Sub 2,000 sqm Stock in High Demand in TradeCoast Region
Normally associated with large logistic users due to its proximity to the Port of Brisbane and Brisbane Airport, there has been strong demand in Brisbane’s TradeCoast precinct for sub 2,000 sqm industrial stock, Ray White Commercial research has found.
Ray White Commercial Head of Research, Vanessa Rader, said smaller business operators have been more active in the TradeCoast region, highlighting this growing owner-occupier and private investor sales market.
“Prime quality stock is in high demand for rent by many small businesses with a mix of tenant type spread across this region,” Ms Rader said in the Between the Lines – Industrial TradeCoast Region (sub 2,000 sqm) Overview June 2017.
“Users such as automotive, consumer, trade and construction all feature around this location, keeping rents up, while secondary assets face a greater challenge. Low barriers of entry with affordable lending have seen sales volumes rise over the last three years while investment returns continue to be compressed.”

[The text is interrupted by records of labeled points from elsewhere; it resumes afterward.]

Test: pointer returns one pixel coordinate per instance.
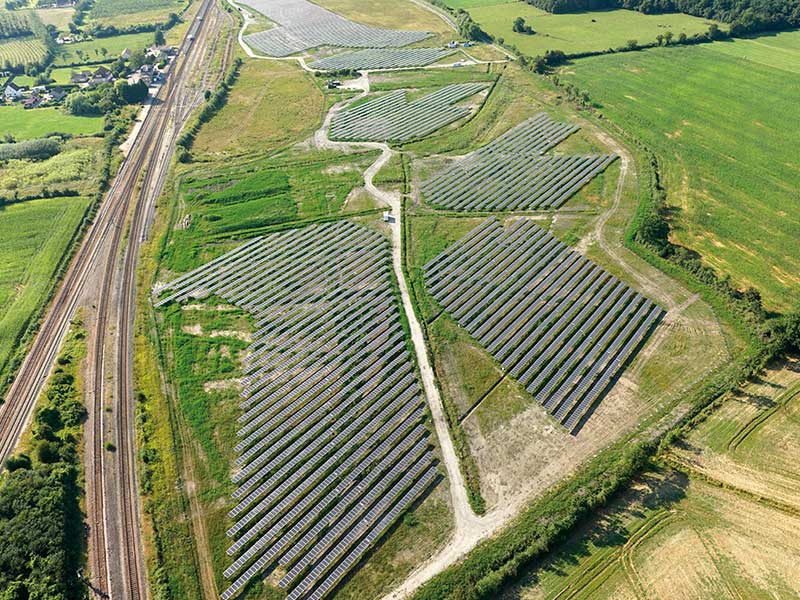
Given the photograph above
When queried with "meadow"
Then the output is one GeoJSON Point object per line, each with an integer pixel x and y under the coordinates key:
{"type": "Point", "coordinates": [76, 168]}
{"type": "Point", "coordinates": [21, 51]}
{"type": "Point", "coordinates": [34, 236]}
{"type": "Point", "coordinates": [92, 49]}
{"type": "Point", "coordinates": [672, 536]}
{"type": "Point", "coordinates": [580, 32]}
{"type": "Point", "coordinates": [729, 158]}
{"type": "Point", "coordinates": [273, 103]}
{"type": "Point", "coordinates": [27, 124]}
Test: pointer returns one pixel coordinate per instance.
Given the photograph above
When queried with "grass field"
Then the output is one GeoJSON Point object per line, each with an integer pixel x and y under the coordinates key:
{"type": "Point", "coordinates": [33, 238]}
{"type": "Point", "coordinates": [580, 32]}
{"type": "Point", "coordinates": [114, 46]}
{"type": "Point", "coordinates": [730, 159]}
{"type": "Point", "coordinates": [21, 51]}
{"type": "Point", "coordinates": [26, 124]}
{"type": "Point", "coordinates": [272, 104]}
{"type": "Point", "coordinates": [57, 17]}
{"type": "Point", "coordinates": [76, 167]}
{"type": "Point", "coordinates": [673, 537]}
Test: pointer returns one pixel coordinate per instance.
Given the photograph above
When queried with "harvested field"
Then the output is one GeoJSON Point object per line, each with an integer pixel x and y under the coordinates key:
{"type": "Point", "coordinates": [332, 445]}
{"type": "Point", "coordinates": [392, 117]}
{"type": "Point", "coordinates": [381, 59]}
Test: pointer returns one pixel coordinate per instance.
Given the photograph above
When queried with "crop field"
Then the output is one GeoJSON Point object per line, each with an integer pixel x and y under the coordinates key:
{"type": "Point", "coordinates": [672, 536]}
{"type": "Point", "coordinates": [513, 173]}
{"type": "Point", "coordinates": [381, 59]}
{"type": "Point", "coordinates": [21, 51]}
{"type": "Point", "coordinates": [304, 25]}
{"type": "Point", "coordinates": [28, 124]}
{"type": "Point", "coordinates": [332, 445]}
{"type": "Point", "coordinates": [288, 95]}
{"type": "Point", "coordinates": [729, 159]}
{"type": "Point", "coordinates": [393, 117]}
{"type": "Point", "coordinates": [750, 443]}
{"type": "Point", "coordinates": [76, 168]}
{"type": "Point", "coordinates": [580, 32]}
{"type": "Point", "coordinates": [33, 238]}
{"type": "Point", "coordinates": [57, 17]}
{"type": "Point", "coordinates": [556, 322]}
{"type": "Point", "coordinates": [115, 8]}
{"type": "Point", "coordinates": [91, 50]}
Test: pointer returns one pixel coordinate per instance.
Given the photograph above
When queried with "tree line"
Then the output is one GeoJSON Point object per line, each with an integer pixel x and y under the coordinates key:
{"type": "Point", "coordinates": [744, 16]}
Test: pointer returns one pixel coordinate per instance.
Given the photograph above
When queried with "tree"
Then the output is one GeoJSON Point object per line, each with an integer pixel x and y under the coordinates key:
{"type": "Point", "coordinates": [520, 26]}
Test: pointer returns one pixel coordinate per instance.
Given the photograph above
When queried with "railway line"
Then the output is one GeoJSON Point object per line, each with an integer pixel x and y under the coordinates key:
{"type": "Point", "coordinates": [112, 543]}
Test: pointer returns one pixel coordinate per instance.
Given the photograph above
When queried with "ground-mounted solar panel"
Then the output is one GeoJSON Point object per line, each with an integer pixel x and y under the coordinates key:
{"type": "Point", "coordinates": [332, 443]}
{"type": "Point", "coordinates": [514, 172]}
{"type": "Point", "coordinates": [391, 117]}
{"type": "Point", "coordinates": [559, 324]}
{"type": "Point", "coordinates": [302, 25]}
{"type": "Point", "coordinates": [381, 58]}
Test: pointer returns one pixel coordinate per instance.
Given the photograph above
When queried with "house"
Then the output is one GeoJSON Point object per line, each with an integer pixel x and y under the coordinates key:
{"type": "Point", "coordinates": [32, 102]}
{"type": "Point", "coordinates": [82, 77]}
{"type": "Point", "coordinates": [56, 94]}
{"type": "Point", "coordinates": [13, 91]}
{"type": "Point", "coordinates": [100, 76]}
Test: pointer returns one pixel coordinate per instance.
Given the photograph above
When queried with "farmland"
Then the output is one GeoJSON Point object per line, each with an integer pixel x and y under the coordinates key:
{"type": "Point", "coordinates": [580, 32]}
{"type": "Point", "coordinates": [92, 49]}
{"type": "Point", "coordinates": [21, 51]}
{"type": "Point", "coordinates": [673, 530]}
{"type": "Point", "coordinates": [27, 124]}
{"type": "Point", "coordinates": [34, 236]}
{"type": "Point", "coordinates": [289, 95]}
{"type": "Point", "coordinates": [729, 172]}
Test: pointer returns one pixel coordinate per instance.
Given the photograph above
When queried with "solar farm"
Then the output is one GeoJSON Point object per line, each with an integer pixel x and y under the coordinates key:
{"type": "Point", "coordinates": [332, 447]}
{"type": "Point", "coordinates": [514, 173]}
{"type": "Point", "coordinates": [381, 58]}
{"type": "Point", "coordinates": [559, 324]}
{"type": "Point", "coordinates": [304, 25]}
{"type": "Point", "coordinates": [391, 117]}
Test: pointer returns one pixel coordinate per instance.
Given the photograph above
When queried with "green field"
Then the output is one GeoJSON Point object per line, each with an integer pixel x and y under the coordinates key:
{"type": "Point", "coordinates": [27, 124]}
{"type": "Point", "coordinates": [21, 51]}
{"type": "Point", "coordinates": [113, 45]}
{"type": "Point", "coordinates": [33, 238]}
{"type": "Point", "coordinates": [580, 32]}
{"type": "Point", "coordinates": [730, 158]}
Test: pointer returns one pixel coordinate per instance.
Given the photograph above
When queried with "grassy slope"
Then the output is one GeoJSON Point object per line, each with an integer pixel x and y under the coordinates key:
{"type": "Point", "coordinates": [33, 238]}
{"type": "Point", "coordinates": [580, 32]}
{"type": "Point", "coordinates": [674, 531]}
{"type": "Point", "coordinates": [273, 103]}
{"type": "Point", "coordinates": [728, 155]}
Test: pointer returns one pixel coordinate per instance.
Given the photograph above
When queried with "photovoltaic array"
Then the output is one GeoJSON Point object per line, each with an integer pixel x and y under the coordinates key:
{"type": "Point", "coordinates": [392, 118]}
{"type": "Point", "coordinates": [381, 59]}
{"type": "Point", "coordinates": [332, 444]}
{"type": "Point", "coordinates": [304, 25]}
{"type": "Point", "coordinates": [514, 173]}
{"type": "Point", "coordinates": [559, 324]}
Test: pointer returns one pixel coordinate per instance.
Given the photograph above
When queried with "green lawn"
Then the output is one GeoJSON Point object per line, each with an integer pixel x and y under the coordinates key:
{"type": "Point", "coordinates": [113, 45]}
{"type": "Point", "coordinates": [27, 124]}
{"type": "Point", "coordinates": [580, 32]}
{"type": "Point", "coordinates": [33, 238]}
{"type": "Point", "coordinates": [731, 161]}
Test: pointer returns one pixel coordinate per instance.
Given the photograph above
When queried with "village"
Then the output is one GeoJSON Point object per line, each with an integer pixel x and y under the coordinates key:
{"type": "Point", "coordinates": [148, 67]}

Ray White Commercial TradeCoast Industrial Sales and Leasing Manager, Jared Doyle, said preliminary sales for the first five months of 2017 show transactions of $16.323 million with yield indications averaging 7.23 per cent.
“While this rate is down 37 basis points on the 2016 result, it is well aligned with the yield compression felt in many other investment markets including the larger industrial market across Brisbane,” he said.
“An example of some of our excellent sales results this year was in the Portlink complex in Lavarack Avenue at Eagle Farm near Brisbane Airport, with one tenanted warehouse/office unit selling for a record high rate per sqm for the development as well as a tight yield of 6.68 per cent.”
Ray White Commercial TradeCoast Sales and Leasing Executive, Jack Gwyn, said capital values in the region range from a low of $1500 per sqm in Mansfield to $2900 per sqm in Murrarie.
“Murrarie has held its values best given the concentration around two major commercial hubs,” he said. “This has resulted in good demand to both buy and lease dictating good returns and low vacancy rates.
“The regions of Eagle Farm, Hendra, Tingalpa and even Mansfield have seen some value impact due to the new ‘man cave’ storage facility phenomenon. These assets used for private use is highly price point driven and with their small size are affordable for private owners particularly given the current low interest rate environment.”